「えっコレって日本車なの?」「マジで美しい…」国産FF車を世界レベルに導いた先駆者[名車探訪vol.12]
公道モデルとして登場したクーペX-1・Rは、さながら調教を嫌う「暴れ馬」だった
チェリーが登場した1970年代は、ツーリングカーレースの黄金時代。なかでも日産車の活躍は目立った。スカイラインGT-RとサバンナRX-3の激闘は伝説だし、下のクラスでも、さまざまなチューナーの手になるサニーが大活躍した。 チェリーもまた、1971年10月にセダンベースのマシンが日産ワークスチームから参戦。富士マスターズ250㎞ で、土砂降りの雨の中でデビューウインを飾っている。 まだFF車自体が少なく、走行特性やチューニング手法も手さぐりの時代だったが、当時はまだタイヤがプアなこともあり、FFの安定性は滑りやすい雨のレースでは大きな武器になったのだ。 空力特性に優れるクーペがレースに参戦すると、その活躍はさらに目ざましくなる。改造クラスでは、ワイルドなスポイラーやオーバーフェンダーを装着。1.3Lまでボアアップしてインジェクションを備えたA型エンジンは、OHVながら135PSの高性能を発揮した。とくに雨のレースでは、スカイラインGT-RやフェアレディZといった先輩をも抑えて、チェッカーフラッグをくぐることも珍しくなかった。 サーキットでのその雄姿はワイドラジアルタイヤ(といっても165/70R13!)やオーバーフェンダーを標準装備するクーペX-1・Rにも投影され、若者の羨望を集めた。もちろん、彼らが本当に欲しかったのはスカイラインGT-Rだったが、現実的な選択肢として、チェリークーペX-1・Rは、打ってつけだったのだ。 もっとも、公道でのチェリークーペX-1・Rの走りは、けっして洗練されているとは言えなかった。路面の変化に敏感な当時のサスペンションとラジアルタイヤは、ただでさえ重いステアリングに強いキックバックを伝えた。ツインキャブで1.2Lから80PSを絞り出したA12型エンジンは、OHVとは思えないほどよく回ったが、急加速ではまるで暴れ馬のようにステアリングを左右に取られるトルクステアも出た。 コーナリングもFFのクセが強く、しっかりと前輪荷重をかけないと強いアンダーステアが出る一方で、怖がってアクセルを離すと強烈なタックインが襲う。

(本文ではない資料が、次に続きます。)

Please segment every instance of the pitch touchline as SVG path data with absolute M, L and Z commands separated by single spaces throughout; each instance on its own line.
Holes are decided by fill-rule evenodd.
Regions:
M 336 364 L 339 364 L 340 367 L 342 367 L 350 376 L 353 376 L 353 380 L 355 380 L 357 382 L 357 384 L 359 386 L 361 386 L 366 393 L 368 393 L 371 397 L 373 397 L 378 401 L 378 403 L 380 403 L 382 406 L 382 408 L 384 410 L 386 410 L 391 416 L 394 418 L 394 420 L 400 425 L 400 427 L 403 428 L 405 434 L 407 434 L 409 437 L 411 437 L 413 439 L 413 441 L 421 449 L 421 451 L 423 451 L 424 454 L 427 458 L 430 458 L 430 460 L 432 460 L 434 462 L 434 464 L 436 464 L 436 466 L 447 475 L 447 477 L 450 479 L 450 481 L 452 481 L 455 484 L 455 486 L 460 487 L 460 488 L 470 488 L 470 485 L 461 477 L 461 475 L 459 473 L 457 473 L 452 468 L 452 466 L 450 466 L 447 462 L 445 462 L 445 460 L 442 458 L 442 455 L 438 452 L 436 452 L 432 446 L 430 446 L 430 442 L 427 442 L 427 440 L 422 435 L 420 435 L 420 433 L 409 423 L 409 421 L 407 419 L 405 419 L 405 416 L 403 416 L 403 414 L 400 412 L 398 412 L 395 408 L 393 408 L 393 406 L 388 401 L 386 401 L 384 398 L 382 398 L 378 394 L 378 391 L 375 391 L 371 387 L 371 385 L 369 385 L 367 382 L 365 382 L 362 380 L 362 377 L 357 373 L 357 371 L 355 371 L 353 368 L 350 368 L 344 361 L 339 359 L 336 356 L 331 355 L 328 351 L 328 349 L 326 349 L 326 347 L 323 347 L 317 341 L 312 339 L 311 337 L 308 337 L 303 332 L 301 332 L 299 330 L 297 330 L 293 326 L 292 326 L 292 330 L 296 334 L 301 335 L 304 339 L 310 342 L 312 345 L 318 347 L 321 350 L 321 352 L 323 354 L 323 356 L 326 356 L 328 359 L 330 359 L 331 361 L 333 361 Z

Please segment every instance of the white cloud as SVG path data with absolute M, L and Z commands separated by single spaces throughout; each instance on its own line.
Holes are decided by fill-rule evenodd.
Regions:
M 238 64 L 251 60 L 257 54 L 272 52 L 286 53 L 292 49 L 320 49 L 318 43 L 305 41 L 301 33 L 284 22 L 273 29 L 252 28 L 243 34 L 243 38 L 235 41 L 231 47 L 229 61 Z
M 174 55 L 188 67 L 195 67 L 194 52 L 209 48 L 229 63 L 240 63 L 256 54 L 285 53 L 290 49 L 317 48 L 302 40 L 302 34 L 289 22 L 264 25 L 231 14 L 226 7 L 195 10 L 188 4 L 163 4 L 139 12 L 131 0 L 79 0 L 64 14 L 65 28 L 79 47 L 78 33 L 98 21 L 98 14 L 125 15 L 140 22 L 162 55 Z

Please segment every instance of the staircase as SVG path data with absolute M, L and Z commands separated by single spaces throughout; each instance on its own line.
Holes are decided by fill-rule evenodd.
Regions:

上級者ならそれを応用してアクセルワークひとつで姿勢を制御できたが、免許取り立ての若者には、荷が重い操縦性だったのだ。 <画像キャプション> チェリー1200X-1レースカー <画像キャプション> チェリーはFF車の利点を活かし、雨のレースで圧倒的な強さを発揮した。レース車両の開発は、村山の第2特殊車両実験課(エンジンは荻窪)が担当、発売翌月の1970年11月には早くも富士でテストを実施。デビューレースは1971年10月の富士GC・第5戦「マスターズ250㎞ 」。このときまだ2ドアX-1だったチェリーは、降りしきる雨の中で見事なワンツーフィニッシュを飾っている。